Arguments pertinents :
1. Moyens de cassation : La Cour a considéré que le moyen de cassation invoqué par M. [O] n'était pas fondé et ne justifiait pas d'une décision spécialement motivée. Le rejet du pourvoi se base sur l'article 1014, alinéa 1er, du code de procédure civile, qui stipule que la Cour peut rejeter le pourvoi sans motivation si le moyen n'est pas manifestement de nature à entraîner la cassation.
2. Erreur de qualification : La cour d'appel avait, selon l'appelant, substitué un motif de licenciement à celui invoqué par l'employeur, ce qui constitue une erreur manifestée dans le raisonnement. La Cour de cassation a indirectement validé cette approche, en considérant que la cour d'appel avait correctement jugé que le licenciement était fondé sur une faute grave, malgré les objections de M. [O].
Interprétations et citations légales :
- Qualification du licenciement : M. [O] argumentait que la lettre de rupture de son contrat fixait les limites du litige, et que le juge ne peut substituer un motif de rupture à celui invoqué par l'employeur. Il se référé aux articles pertinents du code du travail :
- Code du travail - Article L. 1232-6 : cet article stipule que « le licenciement doit être justifié par une cause réelle et sérieuse ».
- Code du travail - Article L. 1234-1 : il précise que « le salarié doit être informé des motifs de sa rupture de contrat ».
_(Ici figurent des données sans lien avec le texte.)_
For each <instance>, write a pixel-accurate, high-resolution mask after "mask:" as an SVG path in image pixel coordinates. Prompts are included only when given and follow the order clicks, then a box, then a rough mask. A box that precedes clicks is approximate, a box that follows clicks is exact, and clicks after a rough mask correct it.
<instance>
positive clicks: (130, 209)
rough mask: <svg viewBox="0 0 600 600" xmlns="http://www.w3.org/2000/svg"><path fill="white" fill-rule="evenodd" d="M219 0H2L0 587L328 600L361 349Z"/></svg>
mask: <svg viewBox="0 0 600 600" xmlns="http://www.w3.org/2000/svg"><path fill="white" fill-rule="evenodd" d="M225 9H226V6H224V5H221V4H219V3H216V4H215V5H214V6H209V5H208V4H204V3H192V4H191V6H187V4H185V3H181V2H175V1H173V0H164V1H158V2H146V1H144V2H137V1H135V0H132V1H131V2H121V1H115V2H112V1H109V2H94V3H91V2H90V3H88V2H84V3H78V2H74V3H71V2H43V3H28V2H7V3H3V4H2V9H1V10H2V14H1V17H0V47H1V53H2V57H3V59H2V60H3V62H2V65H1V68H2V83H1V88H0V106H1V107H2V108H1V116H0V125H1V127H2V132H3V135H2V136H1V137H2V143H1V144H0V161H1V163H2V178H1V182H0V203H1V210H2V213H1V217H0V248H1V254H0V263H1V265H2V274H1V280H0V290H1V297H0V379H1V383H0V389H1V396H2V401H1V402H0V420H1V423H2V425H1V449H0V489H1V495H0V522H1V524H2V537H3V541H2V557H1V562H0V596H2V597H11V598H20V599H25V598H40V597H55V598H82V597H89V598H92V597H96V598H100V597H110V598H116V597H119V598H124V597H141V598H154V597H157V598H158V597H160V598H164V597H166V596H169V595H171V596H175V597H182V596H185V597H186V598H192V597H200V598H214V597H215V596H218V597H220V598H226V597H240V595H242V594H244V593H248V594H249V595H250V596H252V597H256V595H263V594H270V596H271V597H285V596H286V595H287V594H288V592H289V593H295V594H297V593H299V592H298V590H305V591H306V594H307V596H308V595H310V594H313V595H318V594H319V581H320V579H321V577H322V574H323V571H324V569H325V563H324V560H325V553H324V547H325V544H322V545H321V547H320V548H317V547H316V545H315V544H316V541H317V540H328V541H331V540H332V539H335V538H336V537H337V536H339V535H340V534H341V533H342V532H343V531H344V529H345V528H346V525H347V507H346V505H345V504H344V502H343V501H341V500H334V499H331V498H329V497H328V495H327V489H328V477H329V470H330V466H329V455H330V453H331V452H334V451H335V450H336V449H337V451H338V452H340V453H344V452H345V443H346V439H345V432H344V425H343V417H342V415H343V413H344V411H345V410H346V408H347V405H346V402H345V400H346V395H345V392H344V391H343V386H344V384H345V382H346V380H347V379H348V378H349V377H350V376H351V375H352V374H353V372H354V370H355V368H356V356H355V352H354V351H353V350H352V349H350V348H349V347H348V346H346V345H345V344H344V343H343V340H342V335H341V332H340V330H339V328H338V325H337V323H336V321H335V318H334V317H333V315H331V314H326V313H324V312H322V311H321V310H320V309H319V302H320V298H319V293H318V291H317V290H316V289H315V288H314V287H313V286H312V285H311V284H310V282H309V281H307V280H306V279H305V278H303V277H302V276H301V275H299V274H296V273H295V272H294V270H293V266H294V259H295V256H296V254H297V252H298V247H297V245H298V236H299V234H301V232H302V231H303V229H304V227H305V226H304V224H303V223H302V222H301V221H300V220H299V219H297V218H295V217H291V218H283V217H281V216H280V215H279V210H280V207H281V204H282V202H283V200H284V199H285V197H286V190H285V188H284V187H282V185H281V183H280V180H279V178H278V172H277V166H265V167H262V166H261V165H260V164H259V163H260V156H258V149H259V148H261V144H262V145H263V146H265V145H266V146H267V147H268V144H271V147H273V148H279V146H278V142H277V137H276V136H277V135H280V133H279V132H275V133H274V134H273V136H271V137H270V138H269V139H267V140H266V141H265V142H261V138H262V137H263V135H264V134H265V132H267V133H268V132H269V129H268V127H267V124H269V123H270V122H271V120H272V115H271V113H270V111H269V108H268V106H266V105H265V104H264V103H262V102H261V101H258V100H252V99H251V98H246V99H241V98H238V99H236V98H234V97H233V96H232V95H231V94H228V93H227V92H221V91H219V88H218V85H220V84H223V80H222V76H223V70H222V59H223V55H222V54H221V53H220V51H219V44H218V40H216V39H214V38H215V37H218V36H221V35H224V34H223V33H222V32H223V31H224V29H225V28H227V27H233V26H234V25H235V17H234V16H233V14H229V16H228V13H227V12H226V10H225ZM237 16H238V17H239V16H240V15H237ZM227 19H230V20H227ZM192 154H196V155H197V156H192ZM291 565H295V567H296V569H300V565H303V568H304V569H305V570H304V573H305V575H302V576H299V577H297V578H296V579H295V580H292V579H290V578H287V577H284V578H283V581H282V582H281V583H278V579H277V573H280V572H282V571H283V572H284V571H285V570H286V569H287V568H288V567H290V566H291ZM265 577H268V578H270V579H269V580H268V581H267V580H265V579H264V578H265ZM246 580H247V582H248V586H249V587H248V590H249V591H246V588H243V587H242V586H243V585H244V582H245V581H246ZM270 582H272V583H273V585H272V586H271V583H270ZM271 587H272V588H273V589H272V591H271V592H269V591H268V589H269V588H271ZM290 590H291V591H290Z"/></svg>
- Définition de la faute grave : M. [O] a également contesté que les griefs retenus ne pouvaient justifier une faute grave, soulignant le fait que son ancienneté et absence d'antécédents disciplinaires ne permettaient pas cette qualification. Selon :
- Code du travail - Article L. 1234-5 : il définit les différentes formes de licenciement et le cadre dans lequel une rupture peut être considérée comme valable, notamment en lien avec la faute grave.
- Jurisprudence : La jurisprudence est souvent amenée à préciser ce qui constitue une faute grave, en insistant sur l'idée que « la faute doit rendre impossible la continuation du contrat de travail », ce qui est un point crucial pour l'appréciation d'un licenciement. L'absence d'atteinte avérée à la sécurité, invoquée par l'appelant, illustre encore davantage le raisonnement de M. [O], mais la cour d'appel a estimé que les faits relatés étaient suffisamment graves pour justifier la rupture immédiate.
En résumé, la décision de la Cour de cassation confirme l'importance de l'appréciation des faits par les juges du fond, tout en rappelant que la qualification de la faute et du licenciement est sujette à une interprétation précise dans le cadre du code du travail.